Que manda decir el oso polar que tenemos de huésped en el Zoológico Guadalajara que si no podría alguien ir a sacar la basura de la alberca que simula milimétricamente su hábitat en el Polo y que si, de pasadita, pueden ponerle algo para hacerle una sombra al medio día; el sol en su jaula brilla más en un solo lunes de Semana Santa que en los seis meses que dura el día en el extremo boreal de la Tierra. Bueno, y ya en plan de pedir, aunque quizá sea demasiado: que limpien el cristal, ya roto, a través del cual se supone podríamos verlo nadar.

—Felicidades a los cuidadores de la imagen de la ciudad: también en las calles del zoológico hay baches. La constancia es uno de los atributos más escasos entre quienes atienden los espacios públicos; sorprende la unidad que lograron en el pavimento de toda la zona metropolitana.

—Digna de resaltar la ausencia de populismo entre los responsables de los sitios de esparcimiento en la ciudad: 160 pesos es el costo para que un niño y un adulto entren al zoológico con derecho para visitar el acuario, incluido el estacionamiento de 34 pesos. Familias vecinas del salario mínimo, favor de abstenerse.

—Claro, luego de disfrutar el Jueves y el Viernes Santos de la ciudad casi vacía, entiende uno muy bien la política de precios del zoológico: lo que afea la ciudad y la hace apenas habitable es la gente, y su ansia de andar todos los días de un lado a otro en sus coches; así que entre menos de ésta haya, mejor.

—Cuánto silencio hay en Guadalajara un Viernes Santo. Tanto, que espanta. Nos quejamos por el tráfico, por la carencia de estacionamientos, por la obra pública, por la inseguridad… por mil cosas, pero nunca aparece como reclamo esta necesidad de silencio, tal vez porque ya no lo conocemos. Uno de los requisitos que debería cumplir el transporte público es que sus camiones tengan motores y frenos casi mudos; pero si los gobernantes no consideran necesario que el servicio de Macrobús posea equipo para acondicionar el aire —lo cual es un menosprecio mayúsculo para los ciudadanos, usen o no el servicio— menos van a ponerse exigentes con los señores de la movilidad urbana (como pomposamente le llaman a la necesidad de desplazamiento de las personas), imponiéndoles el uso de vehículos no ruidosos.

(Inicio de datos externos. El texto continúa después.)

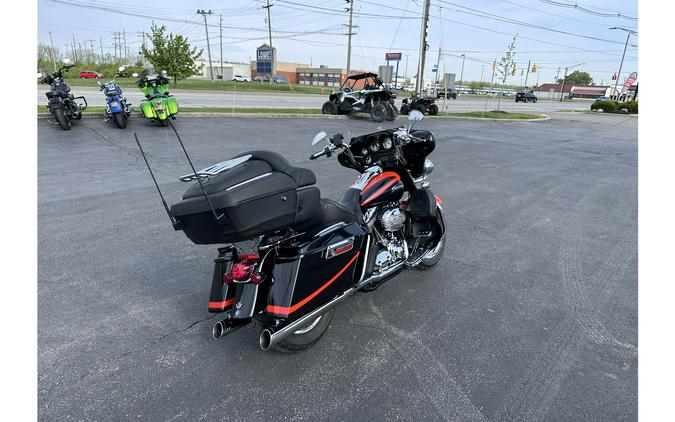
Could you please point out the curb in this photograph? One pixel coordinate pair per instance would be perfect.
(97, 115)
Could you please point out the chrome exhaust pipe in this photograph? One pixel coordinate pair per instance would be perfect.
(271, 336)
(227, 326)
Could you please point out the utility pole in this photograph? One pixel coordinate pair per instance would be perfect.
(126, 52)
(204, 13)
(438, 62)
(51, 43)
(618, 75)
(527, 73)
(222, 75)
(461, 74)
(100, 44)
(419, 82)
(349, 37)
(93, 55)
(269, 30)
(405, 75)
(74, 52)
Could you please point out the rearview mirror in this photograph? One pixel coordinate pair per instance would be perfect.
(415, 115)
(319, 137)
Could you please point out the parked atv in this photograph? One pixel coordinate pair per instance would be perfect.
(62, 103)
(363, 93)
(158, 105)
(426, 105)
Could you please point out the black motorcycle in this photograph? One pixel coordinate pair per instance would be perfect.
(288, 255)
(62, 104)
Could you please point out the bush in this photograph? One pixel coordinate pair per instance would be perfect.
(606, 106)
(631, 106)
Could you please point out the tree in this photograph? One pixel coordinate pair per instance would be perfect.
(172, 53)
(505, 65)
(577, 78)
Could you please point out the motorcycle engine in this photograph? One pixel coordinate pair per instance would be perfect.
(392, 219)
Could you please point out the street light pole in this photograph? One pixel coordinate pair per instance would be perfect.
(461, 74)
(618, 75)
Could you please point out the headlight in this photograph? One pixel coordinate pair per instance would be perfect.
(386, 144)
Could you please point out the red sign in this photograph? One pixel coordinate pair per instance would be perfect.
(630, 80)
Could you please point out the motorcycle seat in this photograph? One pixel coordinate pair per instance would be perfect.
(51, 94)
(301, 176)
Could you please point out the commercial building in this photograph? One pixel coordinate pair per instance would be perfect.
(320, 76)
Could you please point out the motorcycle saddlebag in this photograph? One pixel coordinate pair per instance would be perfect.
(172, 104)
(254, 198)
(147, 110)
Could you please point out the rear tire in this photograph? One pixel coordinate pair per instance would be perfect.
(61, 117)
(378, 112)
(329, 107)
(305, 337)
(120, 120)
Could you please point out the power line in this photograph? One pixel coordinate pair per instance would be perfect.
(581, 8)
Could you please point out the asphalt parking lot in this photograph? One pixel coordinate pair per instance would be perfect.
(531, 315)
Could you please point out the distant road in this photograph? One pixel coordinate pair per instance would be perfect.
(265, 100)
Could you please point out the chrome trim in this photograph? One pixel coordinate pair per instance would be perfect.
(333, 247)
(247, 181)
(331, 228)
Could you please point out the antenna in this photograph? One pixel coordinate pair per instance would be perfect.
(175, 223)
(219, 218)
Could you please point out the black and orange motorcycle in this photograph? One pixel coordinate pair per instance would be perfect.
(288, 256)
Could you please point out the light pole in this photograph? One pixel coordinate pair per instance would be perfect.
(618, 75)
(461, 74)
(562, 87)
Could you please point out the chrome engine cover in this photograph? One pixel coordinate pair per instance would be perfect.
(392, 220)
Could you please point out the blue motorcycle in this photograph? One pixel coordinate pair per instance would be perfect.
(118, 108)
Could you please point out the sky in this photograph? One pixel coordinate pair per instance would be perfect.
(551, 33)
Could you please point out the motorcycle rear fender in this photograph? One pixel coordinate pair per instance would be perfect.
(310, 273)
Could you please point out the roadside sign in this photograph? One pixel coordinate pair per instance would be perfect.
(630, 80)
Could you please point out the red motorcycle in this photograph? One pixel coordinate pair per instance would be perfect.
(288, 255)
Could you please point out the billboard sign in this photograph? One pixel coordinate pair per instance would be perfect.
(630, 80)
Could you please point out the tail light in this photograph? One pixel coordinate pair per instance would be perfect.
(244, 271)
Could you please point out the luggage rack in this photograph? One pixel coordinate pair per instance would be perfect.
(195, 175)
(214, 169)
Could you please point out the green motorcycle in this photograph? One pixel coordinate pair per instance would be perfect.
(158, 104)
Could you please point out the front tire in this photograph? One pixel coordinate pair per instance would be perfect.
(61, 117)
(329, 107)
(378, 112)
(120, 120)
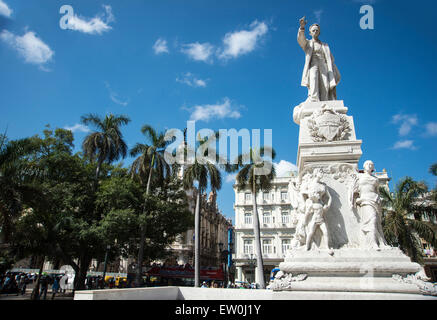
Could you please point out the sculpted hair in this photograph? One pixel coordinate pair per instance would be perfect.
(314, 25)
(368, 162)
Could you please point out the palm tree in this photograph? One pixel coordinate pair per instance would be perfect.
(15, 175)
(433, 169)
(248, 177)
(407, 217)
(106, 144)
(151, 159)
(202, 173)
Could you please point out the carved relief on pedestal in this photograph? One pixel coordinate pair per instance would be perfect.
(326, 125)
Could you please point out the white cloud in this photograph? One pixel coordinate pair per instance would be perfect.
(189, 79)
(318, 15)
(242, 42)
(230, 178)
(365, 1)
(207, 112)
(284, 168)
(404, 144)
(29, 46)
(97, 25)
(431, 128)
(4, 9)
(115, 97)
(407, 121)
(78, 127)
(160, 46)
(198, 51)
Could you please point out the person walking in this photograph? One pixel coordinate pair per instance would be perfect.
(55, 287)
(44, 282)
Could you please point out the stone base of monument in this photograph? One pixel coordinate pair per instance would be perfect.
(188, 293)
(385, 271)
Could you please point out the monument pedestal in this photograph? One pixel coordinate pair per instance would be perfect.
(326, 134)
(324, 197)
(347, 270)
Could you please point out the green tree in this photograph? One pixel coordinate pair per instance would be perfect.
(66, 183)
(253, 176)
(202, 173)
(106, 144)
(167, 215)
(407, 217)
(150, 160)
(15, 179)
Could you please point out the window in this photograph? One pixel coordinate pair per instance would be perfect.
(267, 246)
(248, 247)
(248, 218)
(286, 245)
(267, 216)
(285, 217)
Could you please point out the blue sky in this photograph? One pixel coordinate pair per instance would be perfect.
(226, 64)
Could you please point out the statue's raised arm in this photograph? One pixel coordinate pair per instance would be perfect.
(320, 74)
(301, 33)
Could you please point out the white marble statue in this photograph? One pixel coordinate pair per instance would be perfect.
(312, 200)
(320, 74)
(365, 194)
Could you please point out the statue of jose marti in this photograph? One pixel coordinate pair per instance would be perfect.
(320, 74)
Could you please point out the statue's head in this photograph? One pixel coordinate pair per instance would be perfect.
(314, 31)
(369, 166)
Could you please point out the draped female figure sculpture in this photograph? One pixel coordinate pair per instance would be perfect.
(320, 74)
(369, 202)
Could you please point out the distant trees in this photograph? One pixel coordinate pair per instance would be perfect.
(69, 206)
(408, 217)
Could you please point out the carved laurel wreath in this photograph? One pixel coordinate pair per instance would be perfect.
(342, 130)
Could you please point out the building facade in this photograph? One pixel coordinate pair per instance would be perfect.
(277, 227)
(278, 222)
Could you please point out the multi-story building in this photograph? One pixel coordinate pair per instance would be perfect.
(277, 226)
(214, 228)
(278, 222)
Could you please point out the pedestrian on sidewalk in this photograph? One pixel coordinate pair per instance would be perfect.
(55, 287)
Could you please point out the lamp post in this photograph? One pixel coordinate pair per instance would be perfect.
(252, 263)
(106, 263)
(223, 262)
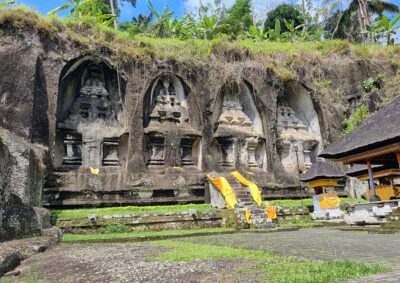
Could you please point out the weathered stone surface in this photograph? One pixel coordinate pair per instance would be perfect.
(43, 217)
(189, 219)
(160, 126)
(19, 187)
(13, 252)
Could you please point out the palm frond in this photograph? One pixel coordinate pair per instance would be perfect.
(380, 7)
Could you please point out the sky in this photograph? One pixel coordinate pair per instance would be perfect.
(177, 6)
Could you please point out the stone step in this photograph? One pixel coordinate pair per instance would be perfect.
(265, 225)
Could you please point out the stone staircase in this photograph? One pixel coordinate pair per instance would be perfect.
(258, 217)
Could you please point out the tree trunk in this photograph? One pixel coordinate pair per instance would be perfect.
(114, 14)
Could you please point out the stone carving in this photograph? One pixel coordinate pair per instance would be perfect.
(295, 142)
(168, 117)
(238, 140)
(187, 151)
(233, 115)
(167, 107)
(155, 150)
(91, 129)
(228, 152)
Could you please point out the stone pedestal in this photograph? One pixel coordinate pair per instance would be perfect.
(156, 152)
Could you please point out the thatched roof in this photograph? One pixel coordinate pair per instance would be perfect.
(380, 129)
(321, 170)
(358, 170)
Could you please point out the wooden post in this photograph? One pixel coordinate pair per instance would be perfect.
(398, 158)
(114, 14)
(374, 197)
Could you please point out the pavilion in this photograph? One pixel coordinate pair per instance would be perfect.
(375, 142)
(323, 178)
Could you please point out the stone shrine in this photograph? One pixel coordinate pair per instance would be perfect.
(295, 142)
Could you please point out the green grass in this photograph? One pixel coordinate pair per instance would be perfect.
(302, 222)
(309, 202)
(135, 234)
(92, 36)
(276, 268)
(66, 214)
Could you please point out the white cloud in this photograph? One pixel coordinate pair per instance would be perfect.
(192, 6)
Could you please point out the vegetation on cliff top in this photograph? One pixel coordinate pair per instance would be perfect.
(94, 37)
(276, 268)
(83, 213)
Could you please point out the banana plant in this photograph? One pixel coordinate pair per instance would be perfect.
(6, 3)
(293, 32)
(92, 8)
(275, 34)
(388, 28)
(257, 33)
(207, 27)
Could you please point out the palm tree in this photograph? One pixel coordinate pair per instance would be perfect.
(364, 9)
(113, 12)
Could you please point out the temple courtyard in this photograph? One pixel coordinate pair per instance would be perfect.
(239, 257)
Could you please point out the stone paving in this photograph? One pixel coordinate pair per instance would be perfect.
(321, 243)
(129, 262)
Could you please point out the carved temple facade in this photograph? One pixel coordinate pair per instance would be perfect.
(156, 146)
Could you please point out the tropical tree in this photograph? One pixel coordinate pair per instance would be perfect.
(387, 27)
(365, 9)
(6, 3)
(238, 18)
(284, 11)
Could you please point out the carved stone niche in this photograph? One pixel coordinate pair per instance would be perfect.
(166, 108)
(72, 149)
(239, 128)
(110, 152)
(295, 143)
(89, 117)
(228, 151)
(187, 151)
(155, 151)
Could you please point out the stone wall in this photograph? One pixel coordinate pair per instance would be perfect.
(152, 222)
(141, 132)
(21, 183)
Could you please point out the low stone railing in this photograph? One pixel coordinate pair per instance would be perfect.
(177, 220)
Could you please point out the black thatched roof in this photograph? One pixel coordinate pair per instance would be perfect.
(380, 129)
(321, 170)
(359, 170)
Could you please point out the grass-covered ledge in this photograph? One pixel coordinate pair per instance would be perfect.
(84, 213)
(144, 235)
(275, 268)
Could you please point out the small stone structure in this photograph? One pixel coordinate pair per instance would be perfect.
(144, 133)
(20, 187)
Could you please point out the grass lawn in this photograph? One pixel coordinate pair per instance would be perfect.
(305, 222)
(66, 214)
(308, 201)
(137, 234)
(275, 267)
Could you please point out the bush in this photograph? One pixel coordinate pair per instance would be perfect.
(359, 115)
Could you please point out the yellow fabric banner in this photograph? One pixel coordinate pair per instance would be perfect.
(328, 200)
(270, 210)
(226, 190)
(248, 215)
(255, 192)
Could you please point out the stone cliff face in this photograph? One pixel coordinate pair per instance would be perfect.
(20, 187)
(153, 129)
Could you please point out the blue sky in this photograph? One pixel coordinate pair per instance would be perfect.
(178, 6)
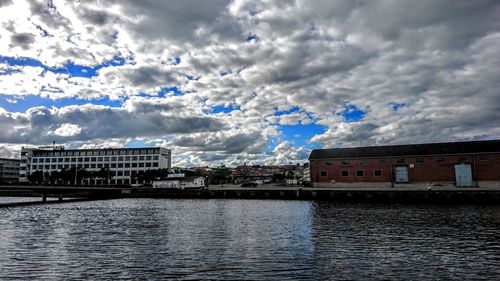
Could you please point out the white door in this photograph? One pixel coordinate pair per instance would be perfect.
(463, 175)
(401, 174)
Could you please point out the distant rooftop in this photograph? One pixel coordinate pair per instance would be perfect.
(408, 150)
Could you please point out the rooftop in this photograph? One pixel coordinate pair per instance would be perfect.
(408, 150)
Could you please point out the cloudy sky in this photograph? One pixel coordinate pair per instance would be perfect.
(250, 81)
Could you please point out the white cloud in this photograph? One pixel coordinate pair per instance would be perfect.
(439, 58)
(67, 130)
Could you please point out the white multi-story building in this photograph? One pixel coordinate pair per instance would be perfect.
(122, 163)
(9, 170)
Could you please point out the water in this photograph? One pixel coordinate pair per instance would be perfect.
(7, 199)
(148, 239)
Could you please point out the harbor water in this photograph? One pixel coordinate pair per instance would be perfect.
(157, 239)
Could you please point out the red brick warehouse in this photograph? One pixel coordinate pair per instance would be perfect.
(473, 163)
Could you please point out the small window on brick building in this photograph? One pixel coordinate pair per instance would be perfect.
(440, 158)
(484, 157)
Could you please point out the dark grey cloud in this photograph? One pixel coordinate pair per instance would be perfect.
(96, 122)
(233, 144)
(95, 17)
(48, 14)
(23, 40)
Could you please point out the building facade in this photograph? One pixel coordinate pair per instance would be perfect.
(9, 171)
(121, 163)
(475, 163)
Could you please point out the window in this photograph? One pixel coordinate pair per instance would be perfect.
(484, 157)
(440, 158)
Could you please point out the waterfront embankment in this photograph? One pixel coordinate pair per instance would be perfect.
(436, 195)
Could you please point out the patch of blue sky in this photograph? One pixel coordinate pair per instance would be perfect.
(352, 113)
(173, 90)
(300, 135)
(397, 106)
(23, 103)
(70, 68)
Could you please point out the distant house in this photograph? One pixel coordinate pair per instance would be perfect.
(473, 163)
(180, 182)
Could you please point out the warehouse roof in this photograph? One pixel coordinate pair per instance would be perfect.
(408, 150)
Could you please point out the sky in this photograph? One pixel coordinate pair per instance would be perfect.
(247, 81)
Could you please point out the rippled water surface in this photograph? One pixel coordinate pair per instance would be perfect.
(148, 239)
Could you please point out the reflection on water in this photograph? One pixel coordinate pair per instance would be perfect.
(5, 200)
(242, 239)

—Mucho del encono que se percibe cualquier día que no sea Santo, al andar por la ciudad, se debe, eso creo luego de estos últimos dos días en Guadalajara, al incesante rumor que se nos mete como un zumbido, que taladra la conciencia y la subconciencia y no nos deja estar sosiegos. Hace unas semanas Luis González de Alba, en su columna La calle, contó como un viernes de concierto de la Filarmónica de Jalisco, las autoridades hicieron coincidir, a unos metros del teatro Degollado, una tocada multidecibélica; buena nomás porque estaba dirigida al pueblo, ése cuya definición nos heredaron los romanos del Circo, hace dos mil años. A nadie en su sano juicio se le ocurriría plantear que un gobernante esté haciendo algo por el pueblo, si no lo anuncia montado en cientos de watts de potencia sonora (reales y metafóricos)… y si a esto se suman los camiones vociferando, el ruido de los autos, la música que a todo volumen ponen algunas tiendas en el Centro, mejor: se trata de que nadie entienda nada, ni se pregunte nada, ¿para qué? El ruido es muestra fehaciente de que progresamos, o al menos de que algo hacen las autoridades: ruido.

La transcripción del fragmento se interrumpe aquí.